Editor's note: H&HN Daily, in partnership with the College of Healthcare Information Management Executives, is pleased to present ICD-10 In Real Time. In this 12-month series, three leading CIOs share their experiences on ICD-10 implementation, physician engagement, productivity, payer readiness and more. The blogs run on the first Wednesday of every month.


Last month, the Centers for Medicare and Medicaid Services proposed a one-year delay for ICD-10 to October 1, 2014. Reactions have varied. Some are extremely disappointed that CMS didn't propose to wait until the much anticipated 2015 release of ICD-11, which is said to harmonize ICD codes with SNOMED, and would likely mean an implementation somewhere between 2018 and 2020. Others are equally disappointed that CMS is proposing a delay at all to anything beyond enforcement, as the delay not only takes the wind out of current project sails and has the potential to extend costs, but it generates other schedule conflicts with such things as IT system upgrades and deployments in preparation for Meaningful Use Stage 2 efforts.

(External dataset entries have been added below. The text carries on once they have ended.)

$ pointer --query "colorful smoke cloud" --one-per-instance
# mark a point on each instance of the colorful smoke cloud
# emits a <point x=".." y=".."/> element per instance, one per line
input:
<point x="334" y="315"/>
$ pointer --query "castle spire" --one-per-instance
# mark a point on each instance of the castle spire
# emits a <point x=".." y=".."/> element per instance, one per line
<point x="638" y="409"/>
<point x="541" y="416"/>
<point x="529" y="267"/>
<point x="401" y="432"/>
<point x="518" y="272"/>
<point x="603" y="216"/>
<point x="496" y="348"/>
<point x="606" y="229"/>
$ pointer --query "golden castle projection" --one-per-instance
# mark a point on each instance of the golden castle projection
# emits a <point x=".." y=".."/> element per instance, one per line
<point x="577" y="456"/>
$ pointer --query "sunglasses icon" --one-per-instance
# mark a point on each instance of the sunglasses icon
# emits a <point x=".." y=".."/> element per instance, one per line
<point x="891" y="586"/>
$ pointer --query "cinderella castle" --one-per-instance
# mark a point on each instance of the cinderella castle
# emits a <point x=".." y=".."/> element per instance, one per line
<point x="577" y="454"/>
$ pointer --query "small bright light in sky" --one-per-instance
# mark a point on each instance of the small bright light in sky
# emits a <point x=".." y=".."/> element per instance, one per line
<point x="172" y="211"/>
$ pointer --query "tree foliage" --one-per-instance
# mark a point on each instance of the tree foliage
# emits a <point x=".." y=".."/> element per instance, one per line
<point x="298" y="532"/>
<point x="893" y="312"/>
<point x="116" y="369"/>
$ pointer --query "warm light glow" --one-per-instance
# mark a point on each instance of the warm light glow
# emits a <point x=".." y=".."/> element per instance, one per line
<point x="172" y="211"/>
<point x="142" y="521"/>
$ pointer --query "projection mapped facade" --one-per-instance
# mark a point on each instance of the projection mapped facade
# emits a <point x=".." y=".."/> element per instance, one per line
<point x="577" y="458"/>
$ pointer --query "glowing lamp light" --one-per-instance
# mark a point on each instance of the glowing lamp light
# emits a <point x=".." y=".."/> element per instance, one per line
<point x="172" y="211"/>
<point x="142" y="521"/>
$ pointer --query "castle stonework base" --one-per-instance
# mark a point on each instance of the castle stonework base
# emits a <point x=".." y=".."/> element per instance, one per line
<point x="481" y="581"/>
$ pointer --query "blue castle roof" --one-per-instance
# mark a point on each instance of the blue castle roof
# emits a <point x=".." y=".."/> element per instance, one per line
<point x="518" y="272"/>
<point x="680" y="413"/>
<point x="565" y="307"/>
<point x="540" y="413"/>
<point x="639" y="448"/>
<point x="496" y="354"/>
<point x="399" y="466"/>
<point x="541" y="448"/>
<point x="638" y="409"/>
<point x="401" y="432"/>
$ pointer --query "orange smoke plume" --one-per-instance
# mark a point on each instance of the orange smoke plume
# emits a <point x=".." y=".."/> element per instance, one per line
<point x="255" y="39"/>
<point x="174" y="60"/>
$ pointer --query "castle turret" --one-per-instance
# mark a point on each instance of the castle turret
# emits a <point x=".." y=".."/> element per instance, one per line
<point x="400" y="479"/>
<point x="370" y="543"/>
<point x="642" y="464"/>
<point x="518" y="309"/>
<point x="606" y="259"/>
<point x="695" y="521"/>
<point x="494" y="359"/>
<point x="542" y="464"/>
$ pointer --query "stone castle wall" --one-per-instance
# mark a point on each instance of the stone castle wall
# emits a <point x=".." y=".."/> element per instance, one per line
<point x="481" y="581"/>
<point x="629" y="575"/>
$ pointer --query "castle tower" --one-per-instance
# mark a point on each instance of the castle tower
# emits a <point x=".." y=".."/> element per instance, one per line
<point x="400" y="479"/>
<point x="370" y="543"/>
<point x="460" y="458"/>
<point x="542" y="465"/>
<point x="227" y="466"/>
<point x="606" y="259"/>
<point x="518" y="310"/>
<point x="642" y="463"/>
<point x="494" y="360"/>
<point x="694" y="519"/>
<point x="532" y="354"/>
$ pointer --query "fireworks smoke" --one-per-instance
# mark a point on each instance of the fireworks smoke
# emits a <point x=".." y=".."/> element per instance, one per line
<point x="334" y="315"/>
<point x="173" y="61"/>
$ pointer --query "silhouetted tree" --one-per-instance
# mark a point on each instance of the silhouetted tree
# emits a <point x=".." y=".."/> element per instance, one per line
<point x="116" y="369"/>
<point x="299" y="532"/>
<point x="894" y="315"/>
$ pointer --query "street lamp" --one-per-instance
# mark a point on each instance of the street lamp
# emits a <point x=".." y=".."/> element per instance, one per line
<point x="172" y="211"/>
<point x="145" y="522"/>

I, for one, am reasonably satisfied that providers, payers and our system vendors face less uncertainty as to what is to be done by when, so we can recast our plans and get on with our transition efforts. Granted, content with the status quo is not my cup of tea, and I come at it with an attitude of, "Don't leave for tomorrow what you can do today." There is much work to be done still, even for those of us who started a while back. The extra year offers both the potential to parse the work effort more effectively so that we can reduce the use of costly external resources previously required by a very tight timeframe, as well as an opportunity for more thorough testing, which, given the industry's collective experience with 5010, is very advisable.

Given the anticipated implementation costs, many still question the value of the transition to ICD-10, but researchers generally — and epidemiological, disease management and outcomes researchers specifically — tend to see the value in the more granular code sets.

(For those suffering insomnia and interested in multiple view points regarding the value of ICD-10, I recommend reading the RAND Corp's Technical Report on The Cost and Benefits of Moving to the ICD-10 Code Sets, Milliman's ICD-10 Savings: Who Will Be the Winners and Chute et al's There Are Important Reasons For Delaying Implementation Of The New ICD-10 Coding System).

The additional granularity of ICD-10 offers great potential to advance epidemiological and outcomes injury and trauma research by enabling the classification of the nature and location of injuries, their cause and treatment. There are plenty of examples in the literature, but one that is dear to those of us in children's health is the improved ability to capture incidents of suspected domestic violence and child abuse (see Cohn et al's A comparison of ICD-10-CM and ICD-9-CM for Capturing Domestic Violence). Of course, the value will be dependent on the quality of the data captured upfront, which emphasizes the importance improving clinical documentation. Efforts along that front must be tied into an organization's overall ICD-10 strategy.

Interestingly enough, when surveyed about their preparation for the transition to the new code set, individual researchers don't seem to be worried. Many assume that central repositories will be converted/cross-walked, making it all transparent to them. Others work on shorter-term projects and expect some semblance of a clean-cut transition a la "finish Project A using ICD-9 and start Project B using ICD-10." Some just don't want what might be perceived as "corporate IT" messing with their data; and still others have paid no attention and believe this is someone else's problem altogether and that it will not affect them.

One organization's experience after a not-too-successful pass at a survey to inventory departmental and investigator-owned research datasets and applications containing diagnostic and procedure codes has led the project leadership to attempt, as a next step, the use of automated discovery tools to alert the owners of the data sets that they might be sitting on a data analysis challenge. This effort might have the added benefit of accelerating conversations about data stewardship and data governance with the research community, and promises to be both interesting and enlightening.

My guess is that health care organizations with sizeable research programs will benefit from the extra year to ensure their research outfits are as well prepared as their clinical and billing operations.

Albert Oriol is chief information officer at Rady Children's Hospital San Diego. He's a regular contributor to H&HN Daily's ICD-10 series.